Les pièges de l’implémentation

Mesurer côté serveur uniquement. Le serveur peut répondre en 50ms, mais si le CDN ajoute 200ms et le rendering client 800ms, l’utilisateur attend plus d’une seconde. Mesurez au plus proche de l’utilisateur.

Ignorer les dépendances externes. Votre SLO à 99,9% ne tient pas si votre passerelle de paiement est à 99,5%. Identifiez les dépendances et intégrez leurs limites dans vos objectifs.

Oublier les cas limites. Les SLO sur les moyennes cachent les problèmes. Un p50 à 100ms et un p99 à 5 secondes donnent une moyenne acceptable mais une expérience désastreuse pour 1% des utilisateurs. Mesurez les percentiles, pas les moyennes.

Le SLO comme outil de culture

Dépasser le blame

Quand un incident se produit, la question n’est plus “qui a fait une erreur ?” mais “combien d’error budget avons-nous consommé et que devons-nous changer pour que ça n’arrive plus ?”

Le post-mortem sans blame, alimenté par des données objectives, transforme les incidents en opportunités d’apprentissage. Pas de coupable — des systèmes à améliorer.

Aligner tech et business

Le SLO est le contrat entre l’équipe technique et le business. Le business accepte qu’un système à 100% de disponibilité n’existe pas. L’équipe technique s’engage sur un niveau de service mesurable. Tout le monde parle le même langage.

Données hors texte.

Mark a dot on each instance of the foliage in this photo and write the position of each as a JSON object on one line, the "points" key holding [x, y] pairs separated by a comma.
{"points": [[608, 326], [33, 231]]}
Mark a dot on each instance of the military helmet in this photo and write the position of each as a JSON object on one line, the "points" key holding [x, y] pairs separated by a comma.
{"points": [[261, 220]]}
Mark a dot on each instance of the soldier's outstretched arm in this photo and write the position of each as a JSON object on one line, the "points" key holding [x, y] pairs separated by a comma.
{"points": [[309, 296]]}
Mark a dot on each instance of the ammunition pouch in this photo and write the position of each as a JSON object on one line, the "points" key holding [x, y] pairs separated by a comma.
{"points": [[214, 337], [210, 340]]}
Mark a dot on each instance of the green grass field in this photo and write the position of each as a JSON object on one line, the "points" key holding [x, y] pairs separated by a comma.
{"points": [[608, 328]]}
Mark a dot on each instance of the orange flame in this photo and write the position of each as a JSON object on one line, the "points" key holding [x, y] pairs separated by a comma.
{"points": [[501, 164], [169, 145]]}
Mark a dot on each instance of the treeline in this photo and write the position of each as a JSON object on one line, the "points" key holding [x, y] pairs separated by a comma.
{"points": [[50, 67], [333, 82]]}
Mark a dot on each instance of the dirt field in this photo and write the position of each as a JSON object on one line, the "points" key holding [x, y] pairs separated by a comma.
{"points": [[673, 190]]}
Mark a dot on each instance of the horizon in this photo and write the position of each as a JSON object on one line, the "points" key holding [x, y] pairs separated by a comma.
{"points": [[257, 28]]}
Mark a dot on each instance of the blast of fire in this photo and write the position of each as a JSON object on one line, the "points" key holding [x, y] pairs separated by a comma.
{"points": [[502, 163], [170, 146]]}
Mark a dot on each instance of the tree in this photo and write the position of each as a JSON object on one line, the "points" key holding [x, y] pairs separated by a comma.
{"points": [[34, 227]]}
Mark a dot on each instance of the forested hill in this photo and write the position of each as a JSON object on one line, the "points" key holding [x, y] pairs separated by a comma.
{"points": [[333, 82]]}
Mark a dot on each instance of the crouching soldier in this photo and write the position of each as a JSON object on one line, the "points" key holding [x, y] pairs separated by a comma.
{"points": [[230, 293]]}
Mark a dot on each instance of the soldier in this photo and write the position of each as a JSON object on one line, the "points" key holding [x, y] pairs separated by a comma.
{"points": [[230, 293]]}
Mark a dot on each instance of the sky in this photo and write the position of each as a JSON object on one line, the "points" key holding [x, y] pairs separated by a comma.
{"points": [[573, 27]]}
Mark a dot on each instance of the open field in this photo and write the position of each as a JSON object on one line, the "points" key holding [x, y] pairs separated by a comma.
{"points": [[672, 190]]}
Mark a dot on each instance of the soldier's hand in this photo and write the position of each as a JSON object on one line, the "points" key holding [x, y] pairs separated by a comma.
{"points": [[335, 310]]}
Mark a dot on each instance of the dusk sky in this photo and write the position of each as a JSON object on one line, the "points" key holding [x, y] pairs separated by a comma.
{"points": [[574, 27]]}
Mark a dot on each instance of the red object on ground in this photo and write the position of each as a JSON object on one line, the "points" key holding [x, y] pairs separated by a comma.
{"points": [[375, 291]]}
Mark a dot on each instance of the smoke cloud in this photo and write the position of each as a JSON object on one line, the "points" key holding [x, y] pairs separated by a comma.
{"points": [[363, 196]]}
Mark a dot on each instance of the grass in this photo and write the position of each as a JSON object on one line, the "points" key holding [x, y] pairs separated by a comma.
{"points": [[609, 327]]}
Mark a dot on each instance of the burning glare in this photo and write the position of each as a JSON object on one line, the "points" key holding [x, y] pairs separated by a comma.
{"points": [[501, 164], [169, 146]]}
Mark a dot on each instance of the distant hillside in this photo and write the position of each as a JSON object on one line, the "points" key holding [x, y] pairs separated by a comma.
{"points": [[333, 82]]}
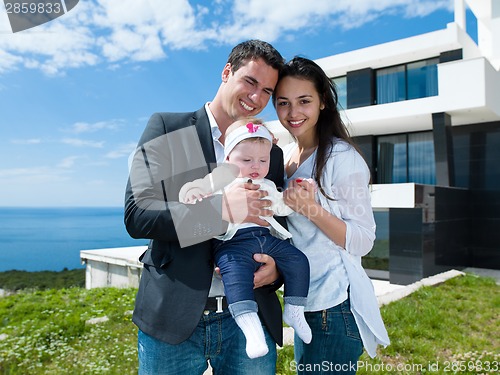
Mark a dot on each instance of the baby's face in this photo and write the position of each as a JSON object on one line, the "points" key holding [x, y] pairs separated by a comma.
{"points": [[252, 158]]}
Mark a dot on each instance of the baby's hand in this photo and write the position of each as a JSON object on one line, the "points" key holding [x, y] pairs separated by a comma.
{"points": [[194, 195], [302, 181]]}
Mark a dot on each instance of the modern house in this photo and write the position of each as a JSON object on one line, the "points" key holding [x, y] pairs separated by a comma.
{"points": [[425, 111]]}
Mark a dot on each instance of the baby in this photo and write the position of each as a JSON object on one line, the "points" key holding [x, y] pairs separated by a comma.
{"points": [[247, 155]]}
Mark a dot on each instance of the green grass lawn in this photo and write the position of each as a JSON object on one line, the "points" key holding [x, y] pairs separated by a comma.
{"points": [[436, 330]]}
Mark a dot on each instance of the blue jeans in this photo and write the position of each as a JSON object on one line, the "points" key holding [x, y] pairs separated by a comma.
{"points": [[336, 344], [218, 339], [234, 257]]}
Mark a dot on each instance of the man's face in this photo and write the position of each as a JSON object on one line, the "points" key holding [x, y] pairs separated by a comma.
{"points": [[248, 90]]}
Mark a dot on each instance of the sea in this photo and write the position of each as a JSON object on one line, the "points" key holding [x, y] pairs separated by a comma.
{"points": [[50, 239]]}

Prioriser avec des données

“On devrait refactorer ce service” est un argument faible. “Ce service a consommé 60% de notre error budget le mois dernier à cause de sa dette technique” est un argument qui débloque du budget.

FAQ

Par où commencer quand on n’a aucun SLO ?

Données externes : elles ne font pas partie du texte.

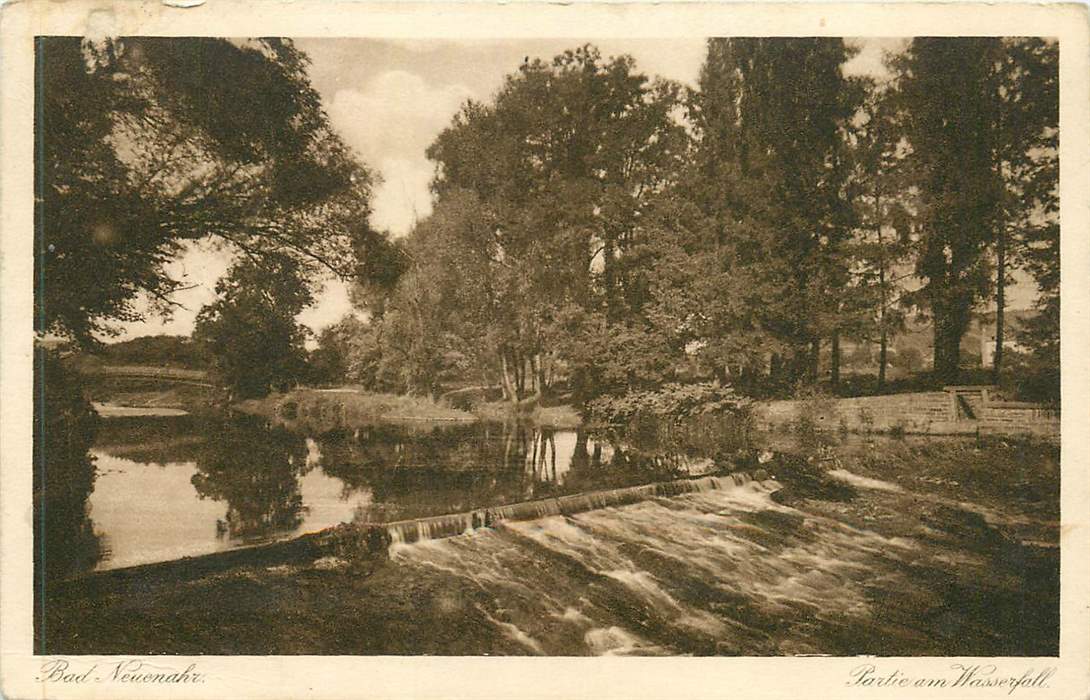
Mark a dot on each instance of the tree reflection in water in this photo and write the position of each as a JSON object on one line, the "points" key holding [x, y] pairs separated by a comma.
{"points": [[255, 470]]}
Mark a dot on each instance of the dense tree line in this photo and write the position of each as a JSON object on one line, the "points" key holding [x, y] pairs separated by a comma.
{"points": [[618, 232], [592, 227]]}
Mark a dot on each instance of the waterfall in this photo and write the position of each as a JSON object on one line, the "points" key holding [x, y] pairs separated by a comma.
{"points": [[434, 528]]}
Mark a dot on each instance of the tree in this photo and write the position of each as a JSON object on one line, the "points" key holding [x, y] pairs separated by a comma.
{"points": [[885, 204], [146, 143], [948, 105], [1027, 160], [251, 332], [562, 166]]}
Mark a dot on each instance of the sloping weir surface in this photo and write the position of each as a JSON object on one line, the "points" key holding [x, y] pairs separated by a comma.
{"points": [[406, 531]]}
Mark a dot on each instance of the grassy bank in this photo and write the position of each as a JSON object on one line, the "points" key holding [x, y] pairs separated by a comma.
{"points": [[346, 407]]}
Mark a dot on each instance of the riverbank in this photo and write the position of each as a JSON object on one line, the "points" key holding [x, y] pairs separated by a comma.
{"points": [[871, 545]]}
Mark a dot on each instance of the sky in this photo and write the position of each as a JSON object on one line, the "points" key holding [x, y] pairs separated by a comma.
{"points": [[390, 99]]}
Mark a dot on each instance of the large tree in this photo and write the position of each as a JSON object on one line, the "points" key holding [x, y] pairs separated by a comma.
{"points": [[250, 330], [562, 165], [146, 143]]}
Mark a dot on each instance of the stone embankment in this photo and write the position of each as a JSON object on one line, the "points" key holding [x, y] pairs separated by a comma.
{"points": [[956, 410]]}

Commencez par instrumenter vos 3 parcours utilisateurs les plus critiques avec des métriques de base (disponibilité et latence). Mesurez pendant 30 jours sans fixer d’objectif. Ensuite, fixez des SLO légèrement au-dessus de votre performance constatée. C’est un point de départ. Vous ajusterez les cibles progressivement en fonction de vos capacités d’amélioration et des exigences business.

Faut-il communiquer les SLO aux clients ?

Les SLO internes et les SLA (Service Level Agreements) externes sont deux choses différentes. Vos SLO internes doivent être plus exigeants que vos SLA clients, pour avoir une marge de manoeuvre. En règle générale, communiquez des SLA à vos clients (avec des pénalités contractuelles si nécessaire) et gardez des SLO plus stricts en interne.

Quel est le coût d’implémentation d’une stack SLO ?

Pour une organisation de taille moyenne (10-50 services), comptez 2-3 mois de travail d’un SRE senior pour mettre en place l’instrumentation, le calcul des SLI, les dashboards et l’alerting. En infrastructure, la stack OpenTelemetry + Prometheus + Grafana est open source. Les solutions managées (Datadog, New Relic) simplifient l’opérationnel mais ajoutent un coût de licence significatif (5-15K par mois selon le volume).

Les SLO fonctionnent-ils pour les architectures serverless ?

Oui, et ils sont même plus importants. En serverless, vous n’avez pas de visibilité sur l’infrastructure sous-jacente. Les cold starts, les limites de concurrence, les timeouts — tout cela impacte l’expérience utilisateur sans que les métriques d’infrastructure classiques le montrent. Les SLO côté utilisateur sont votre seul indicateur fiable de la santé du système.